I am waaaaaay out of practice at reading these papers and could not determine which of the analogues was best at rejuvenation from a quick scan, but believe there is enough info in the paper to synthesize these resveratrol analogues.
 

Synthesis of novel resveralogues

Resveratrol (Sigma Aldrich, UK; 1) was used to synthesise dihydroresveratrol 2 as reported previously [47]. (E)-N-(4-(3,5-Dimethoxystyryl)phenyl) methanesulfonamide 3 was synthesised from the previously reported nitro-substituted analogue 7 via an Fe/NH4Cl reduction to give amine 8 [26], followed by sulfonylation with methanesulfonyl chloride (Fig. 1b). The corresponding amide 9 was also prepared from 8, by acylation with acetylchloride.
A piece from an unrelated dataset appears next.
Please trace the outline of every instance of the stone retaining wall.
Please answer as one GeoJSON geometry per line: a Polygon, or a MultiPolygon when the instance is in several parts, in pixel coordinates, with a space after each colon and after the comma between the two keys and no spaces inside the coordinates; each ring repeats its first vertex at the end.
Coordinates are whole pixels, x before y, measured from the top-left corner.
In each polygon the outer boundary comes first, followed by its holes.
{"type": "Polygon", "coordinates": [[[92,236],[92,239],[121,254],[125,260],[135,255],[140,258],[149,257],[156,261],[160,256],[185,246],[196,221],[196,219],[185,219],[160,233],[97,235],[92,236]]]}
The product 9 was subjected to demethylation (BBr3, CH2Cl2) to give the target compound (E)-N-(4-(3,5-dihydroxystyryl)phenyl)acetamide 4. (E)-5-(4-(3,5-dimethoxystyryl)phenyl)-1H–tetrazole 5 and the isomeric 2-1H-tetrazole analogue 6 were prepared directly via acid-catalysed cycloaddition with azide ion from the 4- and 2-cyanostilbenes [26] (10 and 11 respectively). (Fig. 1b) Details of the synthesis, purification and characterisation of the resveralogues are given in Additional file 8.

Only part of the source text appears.